The highly subjective “3x sharpness gain” figure is based on a colorist workflow. If colorists are going to grade on proxies, they need to see clear distinction between shadow, midtone, and highlight to know what the grade will do to the full-resolution originals.

When I did a default scale of 4K or 1080p footage down to 640x360 or smaller, there were so many pixels averaged together in the downsize that all contrast within those averaged pixels just blurred together. A colorist cannot grade on mush.

By using the highest quality scaler along with dithering (where useful) and unsharp masking, the distinction between shadow, midtone, and highlight comes back to a usable level. Since we’ve gained in essence three colors (contrasts) where there was originally just one blurred color, I subjectively called that 3x sharpness gain. It is not scientific at all, which is unusual for me, but I’m not aware of any other way to quantify sharpness comparisons between images of different resolutions. If someone disputed my logic, I would probably agree with them. :slight_smile:

Update: I was still using zscale when I wrote that 3x figure, before running into the Red Shift Problem. Now that I’m using libswscale instead, I would say the post-processing chain achieves 2.5x sharpness gain over defaults. zscale does hold better color at high-contrast edges when it works, but it doesn’t always work. In fact, throw a patch of bright red in the image and scale down to really small in 4:2:0, and it will always fail.

So “scale” is preferable to “zscale”?

You can check horizontal luma resolution by emulating a square wave as in this test pattern. Keep in mind, though, that 4:2:2 will drop every other chroma sample horizontally and 4:2:0 every other sample horizontally and vertically.

The scale vs zscale situation is very situational. :slight_smile:

The zscale bug only happens in 4:2:0 or 4:2:2. If you’re able to up-sample or operate in 4:4:4 or RGB, it’s fine.

If the zscale bug was fixed, I would be back to it before nightfall.

For the case of creating small proxies in 4:2:0 like I’m doing, it kinda makes scale the winner by default because zscale disqualified itself. But for photographic purposes in RGB, zscale would be fine.

Here’s an animated GIF I put together to demonstrate the problem.
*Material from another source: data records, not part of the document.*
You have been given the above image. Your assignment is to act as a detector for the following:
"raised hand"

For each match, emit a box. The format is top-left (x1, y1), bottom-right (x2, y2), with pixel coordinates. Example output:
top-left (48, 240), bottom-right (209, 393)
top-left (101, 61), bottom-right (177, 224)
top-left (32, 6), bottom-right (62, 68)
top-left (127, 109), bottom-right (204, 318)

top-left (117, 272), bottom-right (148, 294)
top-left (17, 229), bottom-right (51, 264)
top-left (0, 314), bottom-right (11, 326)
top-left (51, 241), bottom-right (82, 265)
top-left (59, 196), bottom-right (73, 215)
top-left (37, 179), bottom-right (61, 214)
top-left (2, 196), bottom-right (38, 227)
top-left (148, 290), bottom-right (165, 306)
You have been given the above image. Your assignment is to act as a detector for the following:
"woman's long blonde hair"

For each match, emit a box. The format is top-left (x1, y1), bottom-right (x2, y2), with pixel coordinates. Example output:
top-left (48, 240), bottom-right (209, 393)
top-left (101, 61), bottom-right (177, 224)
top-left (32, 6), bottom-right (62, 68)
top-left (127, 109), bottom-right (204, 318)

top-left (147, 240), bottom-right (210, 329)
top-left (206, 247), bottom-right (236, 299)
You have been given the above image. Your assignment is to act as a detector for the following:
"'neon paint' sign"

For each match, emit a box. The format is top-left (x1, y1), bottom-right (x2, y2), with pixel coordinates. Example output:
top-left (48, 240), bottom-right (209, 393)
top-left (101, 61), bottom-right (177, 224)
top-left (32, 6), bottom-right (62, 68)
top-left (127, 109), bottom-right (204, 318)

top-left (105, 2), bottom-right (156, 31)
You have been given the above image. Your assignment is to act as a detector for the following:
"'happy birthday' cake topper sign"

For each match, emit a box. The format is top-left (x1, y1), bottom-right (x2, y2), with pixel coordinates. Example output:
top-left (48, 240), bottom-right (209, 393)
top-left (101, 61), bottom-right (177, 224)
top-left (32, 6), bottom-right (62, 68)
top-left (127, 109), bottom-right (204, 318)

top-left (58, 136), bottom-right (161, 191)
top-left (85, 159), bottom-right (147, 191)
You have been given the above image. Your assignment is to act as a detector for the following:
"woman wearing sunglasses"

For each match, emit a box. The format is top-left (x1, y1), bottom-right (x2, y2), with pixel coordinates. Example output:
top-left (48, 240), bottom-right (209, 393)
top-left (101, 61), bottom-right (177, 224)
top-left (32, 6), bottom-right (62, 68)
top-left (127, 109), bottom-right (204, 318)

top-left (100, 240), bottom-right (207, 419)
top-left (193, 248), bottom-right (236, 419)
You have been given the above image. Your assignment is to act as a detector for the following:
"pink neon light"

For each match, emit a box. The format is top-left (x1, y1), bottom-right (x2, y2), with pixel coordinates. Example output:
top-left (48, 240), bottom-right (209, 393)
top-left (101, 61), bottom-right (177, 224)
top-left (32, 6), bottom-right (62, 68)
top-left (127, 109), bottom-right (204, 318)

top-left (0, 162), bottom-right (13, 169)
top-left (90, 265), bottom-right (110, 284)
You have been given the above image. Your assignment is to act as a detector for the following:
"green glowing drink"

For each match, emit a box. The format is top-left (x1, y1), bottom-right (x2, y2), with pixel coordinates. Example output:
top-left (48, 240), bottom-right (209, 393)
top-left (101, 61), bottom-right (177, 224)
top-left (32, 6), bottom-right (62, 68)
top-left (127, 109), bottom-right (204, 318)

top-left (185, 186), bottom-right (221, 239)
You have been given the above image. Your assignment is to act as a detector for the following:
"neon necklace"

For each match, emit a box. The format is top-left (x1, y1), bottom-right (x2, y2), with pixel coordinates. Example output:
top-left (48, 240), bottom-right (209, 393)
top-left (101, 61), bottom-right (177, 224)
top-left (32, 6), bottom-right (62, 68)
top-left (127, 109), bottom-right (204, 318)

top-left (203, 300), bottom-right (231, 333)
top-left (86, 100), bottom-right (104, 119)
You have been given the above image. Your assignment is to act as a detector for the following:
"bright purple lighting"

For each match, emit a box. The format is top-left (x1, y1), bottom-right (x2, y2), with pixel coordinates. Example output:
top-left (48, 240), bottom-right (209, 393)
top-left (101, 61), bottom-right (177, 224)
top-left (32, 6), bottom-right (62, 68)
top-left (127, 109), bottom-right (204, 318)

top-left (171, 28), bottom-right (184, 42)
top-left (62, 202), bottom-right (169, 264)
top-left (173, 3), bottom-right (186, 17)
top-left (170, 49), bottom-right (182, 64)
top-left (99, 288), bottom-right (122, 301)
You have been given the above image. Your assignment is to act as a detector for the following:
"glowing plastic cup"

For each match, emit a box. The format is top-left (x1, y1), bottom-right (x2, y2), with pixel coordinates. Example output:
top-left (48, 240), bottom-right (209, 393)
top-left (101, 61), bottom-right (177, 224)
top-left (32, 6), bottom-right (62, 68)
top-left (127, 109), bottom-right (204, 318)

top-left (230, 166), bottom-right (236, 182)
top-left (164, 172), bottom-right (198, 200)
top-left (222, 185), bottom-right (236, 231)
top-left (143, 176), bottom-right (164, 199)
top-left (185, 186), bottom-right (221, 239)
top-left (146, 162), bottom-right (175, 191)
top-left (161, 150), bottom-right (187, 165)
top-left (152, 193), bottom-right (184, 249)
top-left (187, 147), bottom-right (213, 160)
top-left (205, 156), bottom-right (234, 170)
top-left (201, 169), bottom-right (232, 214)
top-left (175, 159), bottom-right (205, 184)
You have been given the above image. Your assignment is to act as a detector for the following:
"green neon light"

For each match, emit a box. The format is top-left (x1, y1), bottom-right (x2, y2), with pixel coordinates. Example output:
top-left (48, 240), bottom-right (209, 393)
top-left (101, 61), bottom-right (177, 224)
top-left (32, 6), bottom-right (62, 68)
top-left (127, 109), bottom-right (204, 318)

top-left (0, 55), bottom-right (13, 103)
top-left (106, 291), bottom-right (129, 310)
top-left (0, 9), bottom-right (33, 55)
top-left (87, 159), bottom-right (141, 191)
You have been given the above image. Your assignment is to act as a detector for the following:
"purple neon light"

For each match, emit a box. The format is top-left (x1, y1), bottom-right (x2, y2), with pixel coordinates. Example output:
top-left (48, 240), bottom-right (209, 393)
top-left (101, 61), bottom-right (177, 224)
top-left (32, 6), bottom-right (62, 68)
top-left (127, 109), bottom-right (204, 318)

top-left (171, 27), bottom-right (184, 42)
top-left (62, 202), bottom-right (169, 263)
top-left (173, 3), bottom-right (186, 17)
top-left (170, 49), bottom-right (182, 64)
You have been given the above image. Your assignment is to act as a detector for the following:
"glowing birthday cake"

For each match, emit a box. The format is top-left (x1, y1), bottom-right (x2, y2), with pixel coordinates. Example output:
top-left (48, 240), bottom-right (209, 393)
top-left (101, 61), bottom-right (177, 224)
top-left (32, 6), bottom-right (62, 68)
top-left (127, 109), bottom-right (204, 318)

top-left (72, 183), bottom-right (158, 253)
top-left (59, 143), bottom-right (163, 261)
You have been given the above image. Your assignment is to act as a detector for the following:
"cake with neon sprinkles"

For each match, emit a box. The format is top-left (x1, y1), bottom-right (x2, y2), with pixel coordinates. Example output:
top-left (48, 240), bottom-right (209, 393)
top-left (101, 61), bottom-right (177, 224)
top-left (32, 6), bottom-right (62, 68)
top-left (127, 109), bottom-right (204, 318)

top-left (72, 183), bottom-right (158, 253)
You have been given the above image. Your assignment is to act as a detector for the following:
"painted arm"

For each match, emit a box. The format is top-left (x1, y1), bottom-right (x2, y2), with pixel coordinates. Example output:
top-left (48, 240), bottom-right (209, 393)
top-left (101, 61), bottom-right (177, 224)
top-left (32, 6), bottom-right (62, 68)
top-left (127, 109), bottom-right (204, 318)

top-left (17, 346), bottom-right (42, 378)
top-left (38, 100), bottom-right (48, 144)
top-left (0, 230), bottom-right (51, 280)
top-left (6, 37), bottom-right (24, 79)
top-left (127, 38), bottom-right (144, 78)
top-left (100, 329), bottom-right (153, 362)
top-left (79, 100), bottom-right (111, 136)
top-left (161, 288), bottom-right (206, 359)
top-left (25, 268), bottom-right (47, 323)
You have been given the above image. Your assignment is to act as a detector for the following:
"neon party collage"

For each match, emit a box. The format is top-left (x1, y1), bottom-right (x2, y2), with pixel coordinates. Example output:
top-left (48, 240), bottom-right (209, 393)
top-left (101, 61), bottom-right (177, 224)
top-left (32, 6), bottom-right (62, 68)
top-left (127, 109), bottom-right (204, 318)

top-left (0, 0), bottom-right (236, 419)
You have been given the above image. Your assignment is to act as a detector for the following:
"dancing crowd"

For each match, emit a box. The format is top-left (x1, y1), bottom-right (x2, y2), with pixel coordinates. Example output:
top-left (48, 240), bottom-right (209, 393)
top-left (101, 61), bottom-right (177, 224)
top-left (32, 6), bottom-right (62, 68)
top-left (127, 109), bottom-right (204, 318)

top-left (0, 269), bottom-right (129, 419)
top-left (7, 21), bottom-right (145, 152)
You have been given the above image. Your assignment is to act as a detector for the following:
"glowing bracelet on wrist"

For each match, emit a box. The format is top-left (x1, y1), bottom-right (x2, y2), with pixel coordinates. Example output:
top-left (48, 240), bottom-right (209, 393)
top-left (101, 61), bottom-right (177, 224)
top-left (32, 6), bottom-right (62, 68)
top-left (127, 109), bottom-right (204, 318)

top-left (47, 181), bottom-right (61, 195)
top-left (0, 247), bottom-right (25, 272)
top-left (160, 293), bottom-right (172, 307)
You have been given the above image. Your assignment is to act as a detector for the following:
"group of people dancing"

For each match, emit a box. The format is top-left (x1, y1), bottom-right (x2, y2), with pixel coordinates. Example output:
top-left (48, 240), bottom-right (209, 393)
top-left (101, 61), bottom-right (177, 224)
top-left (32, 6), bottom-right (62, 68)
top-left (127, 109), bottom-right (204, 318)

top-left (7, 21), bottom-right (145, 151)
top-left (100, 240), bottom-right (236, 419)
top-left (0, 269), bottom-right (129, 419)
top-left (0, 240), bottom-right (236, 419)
Sorry the source video is not a great work of art, but this is the video where I happened to notice the problem in the first place during testing. :slight_smile: The source video was 4K and I scaled it down to the proxy sizes shown at the top of the GIF, then blew them back up to full-screen preview and took crops of the red fire hydrant. Notice how the left edge of the hydrant shifts. Naturally, the smaller the proxy, the bigger the shift appears when expanded up to full-screen preview. The shift of the red plane is so severe that it changes the overall brightness of the entire image. The 4:4:4 version is the only one that’s true to the source.

Whether that shift is enough to discourage someone from temporarily using zscale totally depends on their requirements.